A: I received a letter on the door in March. They basically went around and put letters in every door that Golf View had changed hands and the new owners were Havenpark. ... Letters came within a few weeks that they would be raising the rent to $450, and if you had a double-wide, $475.

I was in shock. I’m retired and on fixed income, and believe it or not, my Social Security doesn’t jump by 60 percent every year. I have a lot of friends here. They’re like my family. That’s what bothered me the most. A lot of them are disabled, retired veterans, a lot of people on fixed income, and when you’re on a fixed income, you can’t come up with an extra $200 a month, especially if you’re in your 70s or 80s.

Q: How did the Golf View Residents Association come together?

A: When I received the letter (on the rent hikes), I took it to my son, who lives in Iowa City. He was able to reach out to his friend with TeamCAN (the nonprofit social justice arm of Teamsters Local 238). She works in the labor center and immediately had me into meetings. ...By the following weekend, we were out knocking doors in the community, doing surveys, “if the rent goes up this much and they can’t stay, how many children will be displaced? How many people might be homeless?”

The following weekend, we had our first meeting of residents. Over 100 residents showed up. ... We wanted to fight for our homes. That’s what our whole goal was, to keep (the park) as affordable housing and have fair rent.

Q: What did the association do next?

A: We sought out legal advice and contacted a couple of attorneys, and researched Havenpark’s business and practices. We formed the association at our second or third meeting, and the residents voted on the board.... We’ve had to move fast, but I think we’ve done it methodically. We’re explaining to people why this is important. We’re not causing riots. We’re outraged, but we’re doing it in a civil manner, and we’re going to continue to fight.

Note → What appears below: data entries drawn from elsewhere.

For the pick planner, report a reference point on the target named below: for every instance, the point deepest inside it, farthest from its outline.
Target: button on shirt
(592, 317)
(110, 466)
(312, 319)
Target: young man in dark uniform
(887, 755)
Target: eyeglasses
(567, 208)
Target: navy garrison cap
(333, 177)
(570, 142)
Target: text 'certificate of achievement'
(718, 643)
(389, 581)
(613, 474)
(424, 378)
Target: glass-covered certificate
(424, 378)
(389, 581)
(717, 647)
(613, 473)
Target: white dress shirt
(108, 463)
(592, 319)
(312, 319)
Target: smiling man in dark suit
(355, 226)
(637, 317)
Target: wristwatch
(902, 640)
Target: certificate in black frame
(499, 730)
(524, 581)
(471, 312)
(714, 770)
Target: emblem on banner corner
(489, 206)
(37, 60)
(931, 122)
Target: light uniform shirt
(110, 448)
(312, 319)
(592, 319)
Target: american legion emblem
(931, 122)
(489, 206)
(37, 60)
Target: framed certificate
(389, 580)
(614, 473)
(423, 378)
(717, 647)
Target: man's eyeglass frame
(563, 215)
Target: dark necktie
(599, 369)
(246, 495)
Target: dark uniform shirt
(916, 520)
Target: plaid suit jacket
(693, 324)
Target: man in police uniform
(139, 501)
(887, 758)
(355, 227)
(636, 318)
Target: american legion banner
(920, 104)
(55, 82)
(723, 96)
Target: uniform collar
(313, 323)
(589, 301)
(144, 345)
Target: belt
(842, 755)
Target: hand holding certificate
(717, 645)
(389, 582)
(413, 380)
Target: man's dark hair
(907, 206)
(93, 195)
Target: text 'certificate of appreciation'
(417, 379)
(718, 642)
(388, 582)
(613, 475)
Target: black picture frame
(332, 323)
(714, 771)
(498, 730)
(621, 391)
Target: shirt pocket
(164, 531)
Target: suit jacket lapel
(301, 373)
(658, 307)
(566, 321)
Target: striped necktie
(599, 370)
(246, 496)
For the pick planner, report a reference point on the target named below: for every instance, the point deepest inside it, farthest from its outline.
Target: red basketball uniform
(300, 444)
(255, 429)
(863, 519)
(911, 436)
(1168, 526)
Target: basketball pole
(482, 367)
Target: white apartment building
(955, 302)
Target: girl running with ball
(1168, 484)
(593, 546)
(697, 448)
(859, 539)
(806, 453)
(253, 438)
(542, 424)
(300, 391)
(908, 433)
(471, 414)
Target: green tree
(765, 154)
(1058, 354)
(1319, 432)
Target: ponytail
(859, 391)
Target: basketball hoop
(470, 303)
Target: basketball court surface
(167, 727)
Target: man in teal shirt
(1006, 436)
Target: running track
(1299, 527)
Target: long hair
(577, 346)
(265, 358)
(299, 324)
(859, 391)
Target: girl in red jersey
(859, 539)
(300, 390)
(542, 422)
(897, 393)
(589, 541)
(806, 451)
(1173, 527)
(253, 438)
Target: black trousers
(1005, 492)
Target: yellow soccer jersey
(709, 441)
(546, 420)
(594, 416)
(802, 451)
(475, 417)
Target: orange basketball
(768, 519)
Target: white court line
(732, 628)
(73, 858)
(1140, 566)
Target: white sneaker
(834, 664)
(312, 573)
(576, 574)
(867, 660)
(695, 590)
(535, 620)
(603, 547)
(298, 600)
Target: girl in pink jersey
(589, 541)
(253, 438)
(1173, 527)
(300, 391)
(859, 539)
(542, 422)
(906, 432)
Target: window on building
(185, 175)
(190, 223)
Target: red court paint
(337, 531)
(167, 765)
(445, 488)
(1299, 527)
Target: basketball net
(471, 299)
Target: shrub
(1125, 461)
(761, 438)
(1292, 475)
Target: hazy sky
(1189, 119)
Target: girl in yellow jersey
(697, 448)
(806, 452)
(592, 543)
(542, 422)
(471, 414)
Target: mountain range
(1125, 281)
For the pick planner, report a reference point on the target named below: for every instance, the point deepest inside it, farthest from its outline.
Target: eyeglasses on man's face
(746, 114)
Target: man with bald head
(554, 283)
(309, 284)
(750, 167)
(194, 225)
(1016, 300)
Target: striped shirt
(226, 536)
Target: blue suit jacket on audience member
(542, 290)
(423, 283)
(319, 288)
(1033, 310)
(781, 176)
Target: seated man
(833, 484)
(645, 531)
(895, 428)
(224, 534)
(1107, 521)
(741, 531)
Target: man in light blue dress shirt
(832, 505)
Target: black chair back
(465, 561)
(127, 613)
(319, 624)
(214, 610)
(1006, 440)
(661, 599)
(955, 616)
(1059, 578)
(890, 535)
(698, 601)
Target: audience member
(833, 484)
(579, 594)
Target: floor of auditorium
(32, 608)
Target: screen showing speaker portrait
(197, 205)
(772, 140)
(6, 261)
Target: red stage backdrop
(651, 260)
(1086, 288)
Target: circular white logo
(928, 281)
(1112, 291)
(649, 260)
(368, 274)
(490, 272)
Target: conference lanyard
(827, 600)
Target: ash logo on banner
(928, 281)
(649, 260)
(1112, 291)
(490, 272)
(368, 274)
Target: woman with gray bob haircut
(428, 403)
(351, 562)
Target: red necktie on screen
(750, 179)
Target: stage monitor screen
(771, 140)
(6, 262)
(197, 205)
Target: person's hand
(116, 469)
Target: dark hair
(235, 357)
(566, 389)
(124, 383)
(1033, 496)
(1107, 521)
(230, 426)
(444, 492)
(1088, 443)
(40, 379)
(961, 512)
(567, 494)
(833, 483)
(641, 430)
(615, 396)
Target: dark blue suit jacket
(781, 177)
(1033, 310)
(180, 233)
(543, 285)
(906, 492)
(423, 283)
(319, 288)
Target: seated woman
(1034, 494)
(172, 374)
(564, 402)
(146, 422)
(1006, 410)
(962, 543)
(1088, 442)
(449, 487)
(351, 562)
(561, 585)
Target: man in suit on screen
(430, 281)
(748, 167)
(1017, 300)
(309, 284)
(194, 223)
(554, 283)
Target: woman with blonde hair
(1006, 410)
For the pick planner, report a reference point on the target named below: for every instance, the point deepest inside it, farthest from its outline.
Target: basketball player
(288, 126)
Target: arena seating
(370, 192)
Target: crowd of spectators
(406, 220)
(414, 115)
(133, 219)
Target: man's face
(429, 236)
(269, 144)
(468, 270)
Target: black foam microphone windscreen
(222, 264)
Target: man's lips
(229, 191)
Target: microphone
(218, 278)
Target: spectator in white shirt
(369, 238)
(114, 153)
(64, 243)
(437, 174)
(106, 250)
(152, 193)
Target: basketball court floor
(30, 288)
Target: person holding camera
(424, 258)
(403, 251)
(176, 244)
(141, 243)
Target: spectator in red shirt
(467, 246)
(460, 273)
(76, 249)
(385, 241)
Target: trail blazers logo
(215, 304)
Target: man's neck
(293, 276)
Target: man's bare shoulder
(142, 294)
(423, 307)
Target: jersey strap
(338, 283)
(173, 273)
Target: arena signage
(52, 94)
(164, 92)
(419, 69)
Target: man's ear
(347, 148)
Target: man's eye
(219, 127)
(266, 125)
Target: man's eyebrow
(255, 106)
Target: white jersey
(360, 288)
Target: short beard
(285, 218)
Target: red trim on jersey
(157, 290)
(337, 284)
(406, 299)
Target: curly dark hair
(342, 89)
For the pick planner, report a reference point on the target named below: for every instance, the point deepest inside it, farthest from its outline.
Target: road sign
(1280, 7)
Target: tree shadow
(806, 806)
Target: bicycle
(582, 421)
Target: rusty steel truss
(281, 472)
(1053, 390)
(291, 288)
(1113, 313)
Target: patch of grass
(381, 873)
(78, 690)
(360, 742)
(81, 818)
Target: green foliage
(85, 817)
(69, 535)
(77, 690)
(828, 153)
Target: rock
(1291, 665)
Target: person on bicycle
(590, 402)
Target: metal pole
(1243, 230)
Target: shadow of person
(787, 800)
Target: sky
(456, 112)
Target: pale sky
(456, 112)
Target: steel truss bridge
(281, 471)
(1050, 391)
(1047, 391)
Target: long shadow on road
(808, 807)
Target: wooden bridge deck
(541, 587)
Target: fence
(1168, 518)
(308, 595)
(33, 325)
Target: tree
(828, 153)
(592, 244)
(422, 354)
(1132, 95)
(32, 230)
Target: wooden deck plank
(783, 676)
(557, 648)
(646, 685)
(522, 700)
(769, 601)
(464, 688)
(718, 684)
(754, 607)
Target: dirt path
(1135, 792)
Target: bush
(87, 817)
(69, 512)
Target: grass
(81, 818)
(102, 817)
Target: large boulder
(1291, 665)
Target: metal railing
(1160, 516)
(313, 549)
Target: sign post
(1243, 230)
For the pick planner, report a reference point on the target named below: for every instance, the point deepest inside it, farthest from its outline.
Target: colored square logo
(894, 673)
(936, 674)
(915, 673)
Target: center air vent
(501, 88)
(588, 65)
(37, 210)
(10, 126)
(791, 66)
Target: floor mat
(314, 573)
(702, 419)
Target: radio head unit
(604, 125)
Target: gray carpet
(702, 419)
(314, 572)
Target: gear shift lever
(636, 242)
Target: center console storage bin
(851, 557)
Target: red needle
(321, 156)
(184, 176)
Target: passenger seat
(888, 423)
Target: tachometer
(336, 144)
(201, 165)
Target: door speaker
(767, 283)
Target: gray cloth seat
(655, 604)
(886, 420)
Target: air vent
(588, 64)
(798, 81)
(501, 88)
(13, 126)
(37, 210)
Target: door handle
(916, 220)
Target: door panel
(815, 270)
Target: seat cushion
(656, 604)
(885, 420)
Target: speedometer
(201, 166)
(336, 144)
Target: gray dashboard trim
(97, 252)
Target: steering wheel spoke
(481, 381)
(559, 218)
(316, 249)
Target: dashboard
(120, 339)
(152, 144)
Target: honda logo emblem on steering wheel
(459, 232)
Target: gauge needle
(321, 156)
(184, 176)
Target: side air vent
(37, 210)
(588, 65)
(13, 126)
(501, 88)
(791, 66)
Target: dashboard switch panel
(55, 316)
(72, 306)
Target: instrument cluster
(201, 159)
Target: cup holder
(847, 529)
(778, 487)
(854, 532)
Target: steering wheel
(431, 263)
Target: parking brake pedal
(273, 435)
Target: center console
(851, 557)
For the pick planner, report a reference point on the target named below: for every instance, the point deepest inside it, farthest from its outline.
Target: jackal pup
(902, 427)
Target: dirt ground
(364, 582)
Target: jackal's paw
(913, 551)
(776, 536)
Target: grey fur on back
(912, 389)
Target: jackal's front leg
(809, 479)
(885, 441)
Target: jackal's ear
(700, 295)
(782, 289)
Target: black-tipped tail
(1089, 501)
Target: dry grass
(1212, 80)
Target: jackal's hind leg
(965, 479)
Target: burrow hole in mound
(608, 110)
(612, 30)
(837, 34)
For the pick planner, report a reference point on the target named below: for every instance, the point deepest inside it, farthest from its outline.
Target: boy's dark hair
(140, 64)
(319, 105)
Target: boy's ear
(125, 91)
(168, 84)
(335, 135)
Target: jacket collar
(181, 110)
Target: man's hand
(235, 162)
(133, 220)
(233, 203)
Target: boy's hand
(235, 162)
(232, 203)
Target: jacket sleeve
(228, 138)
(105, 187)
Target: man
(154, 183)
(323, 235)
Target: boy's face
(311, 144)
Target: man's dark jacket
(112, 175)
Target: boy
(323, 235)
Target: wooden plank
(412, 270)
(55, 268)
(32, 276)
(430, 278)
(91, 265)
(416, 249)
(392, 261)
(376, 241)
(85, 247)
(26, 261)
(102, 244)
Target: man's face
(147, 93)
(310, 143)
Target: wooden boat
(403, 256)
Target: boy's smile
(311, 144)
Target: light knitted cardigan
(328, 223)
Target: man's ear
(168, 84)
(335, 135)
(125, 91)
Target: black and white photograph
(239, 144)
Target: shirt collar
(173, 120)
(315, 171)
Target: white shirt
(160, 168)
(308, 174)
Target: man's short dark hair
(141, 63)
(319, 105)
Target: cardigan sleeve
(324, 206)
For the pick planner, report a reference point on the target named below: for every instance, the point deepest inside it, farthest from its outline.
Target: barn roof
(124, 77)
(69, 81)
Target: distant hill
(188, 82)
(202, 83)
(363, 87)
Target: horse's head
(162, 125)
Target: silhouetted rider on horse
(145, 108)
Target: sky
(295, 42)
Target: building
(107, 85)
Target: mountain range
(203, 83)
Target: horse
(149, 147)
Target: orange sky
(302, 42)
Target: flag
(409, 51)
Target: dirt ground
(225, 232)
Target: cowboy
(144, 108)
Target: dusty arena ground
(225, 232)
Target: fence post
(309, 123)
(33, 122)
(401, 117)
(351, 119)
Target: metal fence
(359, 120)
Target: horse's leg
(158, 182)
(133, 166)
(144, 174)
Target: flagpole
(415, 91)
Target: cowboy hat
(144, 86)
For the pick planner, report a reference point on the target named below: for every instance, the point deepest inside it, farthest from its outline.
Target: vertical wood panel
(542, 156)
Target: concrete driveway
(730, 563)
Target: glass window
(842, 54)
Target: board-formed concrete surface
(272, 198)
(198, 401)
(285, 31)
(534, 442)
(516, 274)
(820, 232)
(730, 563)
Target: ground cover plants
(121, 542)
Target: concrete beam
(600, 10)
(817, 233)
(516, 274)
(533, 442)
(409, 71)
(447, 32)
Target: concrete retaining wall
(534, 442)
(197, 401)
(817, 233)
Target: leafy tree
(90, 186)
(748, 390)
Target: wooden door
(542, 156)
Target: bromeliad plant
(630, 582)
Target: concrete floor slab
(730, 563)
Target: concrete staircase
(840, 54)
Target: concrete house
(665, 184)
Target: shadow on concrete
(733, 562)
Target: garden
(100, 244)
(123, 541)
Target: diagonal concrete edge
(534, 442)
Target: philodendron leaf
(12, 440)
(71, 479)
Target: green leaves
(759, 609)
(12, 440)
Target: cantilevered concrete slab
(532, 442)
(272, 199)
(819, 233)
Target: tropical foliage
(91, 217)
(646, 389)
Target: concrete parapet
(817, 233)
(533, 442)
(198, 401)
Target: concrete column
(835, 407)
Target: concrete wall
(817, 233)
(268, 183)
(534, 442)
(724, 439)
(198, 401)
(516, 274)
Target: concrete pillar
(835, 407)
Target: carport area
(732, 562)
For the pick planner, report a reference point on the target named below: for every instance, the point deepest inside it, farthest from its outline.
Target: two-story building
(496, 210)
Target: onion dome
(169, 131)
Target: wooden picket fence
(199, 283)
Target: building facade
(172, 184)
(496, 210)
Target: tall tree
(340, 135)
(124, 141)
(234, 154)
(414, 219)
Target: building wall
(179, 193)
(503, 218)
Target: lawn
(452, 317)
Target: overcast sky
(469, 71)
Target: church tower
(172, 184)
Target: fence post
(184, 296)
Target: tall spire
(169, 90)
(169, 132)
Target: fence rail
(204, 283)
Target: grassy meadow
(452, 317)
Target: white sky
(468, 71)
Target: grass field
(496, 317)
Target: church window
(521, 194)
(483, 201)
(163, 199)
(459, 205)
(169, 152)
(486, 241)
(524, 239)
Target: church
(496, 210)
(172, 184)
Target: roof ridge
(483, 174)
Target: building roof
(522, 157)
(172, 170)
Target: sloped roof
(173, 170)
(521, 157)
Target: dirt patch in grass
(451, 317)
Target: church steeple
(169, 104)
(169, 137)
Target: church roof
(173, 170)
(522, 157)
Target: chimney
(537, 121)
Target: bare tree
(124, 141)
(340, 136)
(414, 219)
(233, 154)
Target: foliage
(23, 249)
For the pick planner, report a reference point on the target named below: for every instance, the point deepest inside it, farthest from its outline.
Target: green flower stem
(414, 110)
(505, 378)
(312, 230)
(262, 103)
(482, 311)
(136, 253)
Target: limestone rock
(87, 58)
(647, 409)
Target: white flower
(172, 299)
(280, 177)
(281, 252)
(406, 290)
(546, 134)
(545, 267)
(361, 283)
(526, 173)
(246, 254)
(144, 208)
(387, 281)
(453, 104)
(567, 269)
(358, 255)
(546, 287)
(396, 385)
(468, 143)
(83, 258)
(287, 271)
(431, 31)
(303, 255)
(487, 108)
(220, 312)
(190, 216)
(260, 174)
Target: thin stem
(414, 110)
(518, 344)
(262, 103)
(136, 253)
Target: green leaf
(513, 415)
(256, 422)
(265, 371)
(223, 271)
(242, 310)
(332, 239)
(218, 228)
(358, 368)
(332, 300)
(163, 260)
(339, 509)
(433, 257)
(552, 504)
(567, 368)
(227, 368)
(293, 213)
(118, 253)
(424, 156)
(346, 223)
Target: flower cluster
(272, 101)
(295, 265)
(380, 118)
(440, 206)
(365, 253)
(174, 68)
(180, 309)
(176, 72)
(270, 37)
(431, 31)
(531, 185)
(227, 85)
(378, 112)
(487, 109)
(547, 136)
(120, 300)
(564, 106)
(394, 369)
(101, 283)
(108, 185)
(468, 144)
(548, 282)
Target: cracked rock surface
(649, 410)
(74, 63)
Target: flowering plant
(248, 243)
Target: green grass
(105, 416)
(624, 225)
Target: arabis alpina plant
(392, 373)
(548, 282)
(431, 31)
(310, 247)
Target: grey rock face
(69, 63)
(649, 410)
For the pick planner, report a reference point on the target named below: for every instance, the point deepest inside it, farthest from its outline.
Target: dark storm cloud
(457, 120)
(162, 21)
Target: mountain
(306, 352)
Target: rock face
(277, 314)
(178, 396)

Q: What response have you received from Havenpark so far?

A: We tried several times through TeamCAN and different resources to get them to come talk with us. They would not respond to any calls at all. I don’t even remember how many times we tried to contact them. Finally, after all this organizing, they came (May 23). Havenpark flew in from Utah and granted us an hour. When it came time for questions, we never did get any answers, they just kind of skirted around. ... Our work is for Havenpark to sit down with the association, not this kind of meeting like they had before, but a real dialogue.

Q: What inspired you to take a leading role in organizing the association?

A: The need to fight for people that couldn’t go out and do it for themselves. There’s so many people here that can’t go out. A woman who’s 80 years old and can barely walk across her yard, how’s she going to go out and fight or organize? I don’t like to do it, but I’ll keep up the fight. I’m not going to quit. Havenpark had no idea the kind of obstacle they were going to run into, I’m sure.